Our first trip there was a bit of a disaster when our 4x4 caravan leaked sand like crazy and the fridge connection didn’t work (see Who else wants the Kalahari to themselves?)
This time everything worked but we had high drama of another kind.
The chicken sosaties were on the braai when we thrilled to the sound of a lion roaring in the distance. This, we noted with a satisfied grin, was what we’d come to the wilderness for.
After a ten-minute silence, the next roar was much nearer. The grins faded and the first sign of anxiety crept in. Exactly how far away was this lion, anyway?
The next was even louder and nearer.
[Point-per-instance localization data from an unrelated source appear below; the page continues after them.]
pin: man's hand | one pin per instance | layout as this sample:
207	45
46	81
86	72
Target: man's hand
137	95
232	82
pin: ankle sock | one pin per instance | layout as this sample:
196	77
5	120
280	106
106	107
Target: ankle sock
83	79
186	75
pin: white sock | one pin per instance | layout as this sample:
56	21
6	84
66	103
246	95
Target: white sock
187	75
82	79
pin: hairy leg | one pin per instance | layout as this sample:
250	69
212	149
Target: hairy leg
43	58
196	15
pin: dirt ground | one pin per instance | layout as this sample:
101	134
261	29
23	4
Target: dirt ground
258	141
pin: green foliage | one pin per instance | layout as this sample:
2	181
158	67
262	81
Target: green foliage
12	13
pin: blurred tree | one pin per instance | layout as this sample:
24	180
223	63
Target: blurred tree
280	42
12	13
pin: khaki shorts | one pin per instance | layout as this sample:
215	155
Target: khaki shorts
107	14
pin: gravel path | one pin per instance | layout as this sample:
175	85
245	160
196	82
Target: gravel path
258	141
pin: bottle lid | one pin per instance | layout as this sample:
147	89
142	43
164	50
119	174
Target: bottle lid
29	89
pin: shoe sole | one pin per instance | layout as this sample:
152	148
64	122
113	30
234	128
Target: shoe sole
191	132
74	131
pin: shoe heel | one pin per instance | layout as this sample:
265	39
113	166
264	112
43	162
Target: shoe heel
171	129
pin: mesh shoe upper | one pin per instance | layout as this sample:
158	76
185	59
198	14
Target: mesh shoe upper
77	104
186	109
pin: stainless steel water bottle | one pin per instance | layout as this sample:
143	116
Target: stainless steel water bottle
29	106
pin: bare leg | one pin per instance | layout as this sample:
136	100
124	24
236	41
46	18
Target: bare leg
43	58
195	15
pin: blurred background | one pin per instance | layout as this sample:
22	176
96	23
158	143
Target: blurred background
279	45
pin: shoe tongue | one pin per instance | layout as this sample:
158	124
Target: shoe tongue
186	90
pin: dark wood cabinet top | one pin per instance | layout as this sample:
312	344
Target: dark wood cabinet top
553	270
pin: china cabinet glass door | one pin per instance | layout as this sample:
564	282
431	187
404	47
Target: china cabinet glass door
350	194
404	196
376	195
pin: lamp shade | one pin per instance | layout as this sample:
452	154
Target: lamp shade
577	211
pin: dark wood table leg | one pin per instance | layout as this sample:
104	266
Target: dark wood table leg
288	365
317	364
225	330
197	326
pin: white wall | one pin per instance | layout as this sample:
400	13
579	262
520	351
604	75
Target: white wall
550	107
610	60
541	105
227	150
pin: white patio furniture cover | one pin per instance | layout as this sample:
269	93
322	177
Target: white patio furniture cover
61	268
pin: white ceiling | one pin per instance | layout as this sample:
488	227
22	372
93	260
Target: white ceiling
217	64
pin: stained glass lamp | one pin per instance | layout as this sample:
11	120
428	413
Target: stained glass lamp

Anxiety hiked up a notch because by now night had settled over the Kgalagadi and everything beyond the campfire was black. Although intellectually we know that a lion’s roar can be heard from a good few kilometres away if the wind is right, having it coming closer and closer in the darkness was a touch unnerving.
But it was different now, with no fences between us and a lion coming our way, and no way of spotting him in the pitch blackness (there isn’t even a smidge of light pollution there in the middle of nowhere).
I can’t say we lingered lovingly over our braai. It was more fire-coals-food-bedtime in short order. We were tucked up by 19:30.
Better safe than sorry, no?
A week or so later, when we were camping at Mata Mata, an annoying group of a dozen people were getting louder and louder the more they drank. We thought back to our nights at Polentswa and decided that the lion had made a much better neighbour.